Why? she asked herself, rolling to the other side of her bed and pulling the covers up underneath her chin. Why? Why? Why? She’d been living in her bed unless she absolutely had to get out of it—for class, lab, or a study session—and ruminating about that very question.
It was a question Jack hadn’t given her an answer to in his letter and that he wouldn’t answer for her no matter how many times she tried calling him and no
matter how many voicemails she left.
“Please explain this to me,” she had said desperately the day she got the letter. “You can’t just write me something like that. It’s unfair.”
No response.
“Jack, I need you to tell me what’s going on,” she tried another time. “At least let me know that you’re okay.”
She got a simple text message response:
I’m fine. But please stop calling.
She tried reaching out to his mom after that, hoping maybe she could give her an answer for why Jack didn’t want to hear from her anymore. But Grace must have been under instructions not to communicate with her because she hadn’t called Charli back.
Charli had been left to devise all sorts of different theories as to what his explanation for the letter could have been.
Sometimes she convinced herself that Jack had written it because it had simply gotten too hard for him to hear about her life knowing that he couldn’t be a part of it. Other times she let herself believe he’d sent it because staying in touch with her was distracting him too much from focusing on baseball. She knew that those theories didn’t make much sense. If they were the real reasons, it seemed Jack would have just explained them to her in his letter. He had to have known that she would understand both. But they hurt less than believing the most likely one—that Jack had met someone else.
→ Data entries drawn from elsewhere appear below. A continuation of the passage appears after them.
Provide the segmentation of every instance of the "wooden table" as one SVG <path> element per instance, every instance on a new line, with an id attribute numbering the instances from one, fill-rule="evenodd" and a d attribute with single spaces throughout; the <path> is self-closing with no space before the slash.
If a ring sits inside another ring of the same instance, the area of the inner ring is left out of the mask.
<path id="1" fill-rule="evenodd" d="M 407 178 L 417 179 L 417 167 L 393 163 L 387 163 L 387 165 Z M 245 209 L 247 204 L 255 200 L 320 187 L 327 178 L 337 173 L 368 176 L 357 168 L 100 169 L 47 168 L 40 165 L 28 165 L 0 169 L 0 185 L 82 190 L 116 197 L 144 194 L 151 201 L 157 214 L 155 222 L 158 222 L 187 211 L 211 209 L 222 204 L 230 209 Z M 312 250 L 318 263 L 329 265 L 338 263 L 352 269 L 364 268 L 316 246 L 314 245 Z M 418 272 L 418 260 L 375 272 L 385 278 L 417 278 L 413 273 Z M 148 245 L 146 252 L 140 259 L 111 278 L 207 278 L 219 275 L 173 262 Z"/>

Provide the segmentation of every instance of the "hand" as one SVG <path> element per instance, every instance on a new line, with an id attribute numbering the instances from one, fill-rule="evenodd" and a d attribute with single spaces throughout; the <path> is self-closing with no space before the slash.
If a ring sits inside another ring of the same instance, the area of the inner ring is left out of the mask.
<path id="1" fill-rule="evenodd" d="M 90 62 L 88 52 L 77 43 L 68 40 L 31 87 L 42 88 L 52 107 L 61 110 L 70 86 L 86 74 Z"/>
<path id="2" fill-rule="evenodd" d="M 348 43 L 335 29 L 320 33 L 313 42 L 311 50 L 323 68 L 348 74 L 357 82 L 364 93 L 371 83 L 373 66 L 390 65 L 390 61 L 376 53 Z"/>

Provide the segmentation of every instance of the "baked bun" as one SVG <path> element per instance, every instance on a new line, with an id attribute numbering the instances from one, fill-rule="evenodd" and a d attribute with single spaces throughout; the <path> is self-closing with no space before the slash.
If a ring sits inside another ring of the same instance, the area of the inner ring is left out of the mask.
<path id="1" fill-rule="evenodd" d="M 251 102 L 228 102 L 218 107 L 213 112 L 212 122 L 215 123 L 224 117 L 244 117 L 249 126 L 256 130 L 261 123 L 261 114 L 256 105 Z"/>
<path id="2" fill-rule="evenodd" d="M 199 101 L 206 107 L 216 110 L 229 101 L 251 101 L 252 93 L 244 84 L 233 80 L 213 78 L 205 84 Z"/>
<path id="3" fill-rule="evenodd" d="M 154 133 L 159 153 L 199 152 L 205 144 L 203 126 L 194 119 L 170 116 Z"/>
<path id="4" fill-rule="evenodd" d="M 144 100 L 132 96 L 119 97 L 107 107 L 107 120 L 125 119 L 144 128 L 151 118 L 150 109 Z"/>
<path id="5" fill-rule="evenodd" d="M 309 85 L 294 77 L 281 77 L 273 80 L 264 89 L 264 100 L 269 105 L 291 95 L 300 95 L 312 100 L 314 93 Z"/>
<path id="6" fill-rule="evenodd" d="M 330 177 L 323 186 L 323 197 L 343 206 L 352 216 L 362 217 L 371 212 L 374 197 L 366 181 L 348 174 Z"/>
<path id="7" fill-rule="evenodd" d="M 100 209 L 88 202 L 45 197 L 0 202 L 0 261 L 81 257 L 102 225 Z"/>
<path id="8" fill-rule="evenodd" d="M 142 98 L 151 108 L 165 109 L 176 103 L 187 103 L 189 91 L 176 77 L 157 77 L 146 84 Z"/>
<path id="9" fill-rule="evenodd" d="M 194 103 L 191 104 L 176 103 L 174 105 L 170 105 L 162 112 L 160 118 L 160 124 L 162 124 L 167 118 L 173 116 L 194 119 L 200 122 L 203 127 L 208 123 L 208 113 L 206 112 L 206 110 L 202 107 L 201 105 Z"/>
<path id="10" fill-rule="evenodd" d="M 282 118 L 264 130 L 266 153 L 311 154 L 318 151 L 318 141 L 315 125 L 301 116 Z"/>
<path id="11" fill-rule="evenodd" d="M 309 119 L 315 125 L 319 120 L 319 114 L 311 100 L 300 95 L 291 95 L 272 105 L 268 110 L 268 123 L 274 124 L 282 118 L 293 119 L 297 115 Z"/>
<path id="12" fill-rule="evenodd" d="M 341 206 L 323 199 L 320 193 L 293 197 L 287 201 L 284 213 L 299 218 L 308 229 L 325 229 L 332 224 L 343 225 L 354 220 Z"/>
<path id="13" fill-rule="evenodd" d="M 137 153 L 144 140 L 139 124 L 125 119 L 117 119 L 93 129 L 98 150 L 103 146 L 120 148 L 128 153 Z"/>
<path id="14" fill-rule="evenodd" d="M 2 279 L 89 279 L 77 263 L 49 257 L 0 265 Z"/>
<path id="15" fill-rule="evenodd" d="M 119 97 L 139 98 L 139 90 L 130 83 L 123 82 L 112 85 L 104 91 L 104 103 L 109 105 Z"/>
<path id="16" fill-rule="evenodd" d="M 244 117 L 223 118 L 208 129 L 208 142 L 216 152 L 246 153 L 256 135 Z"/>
Charli had made it clear when she and Jack made the pact that they shouldn’t kiss and tell. His letter could very likely have been his way of telling her, without breaking that rule, that he was seeing another girl. She hadn’t really considered how difficult it would be for whichever one of them moved on first to keep communicating with the other one. There was a chance writing to her was making Jack feel unfaithful to his new girlfriend. Or that his new girlfriend found out he was staying in touch with her and was uncomfortable with it.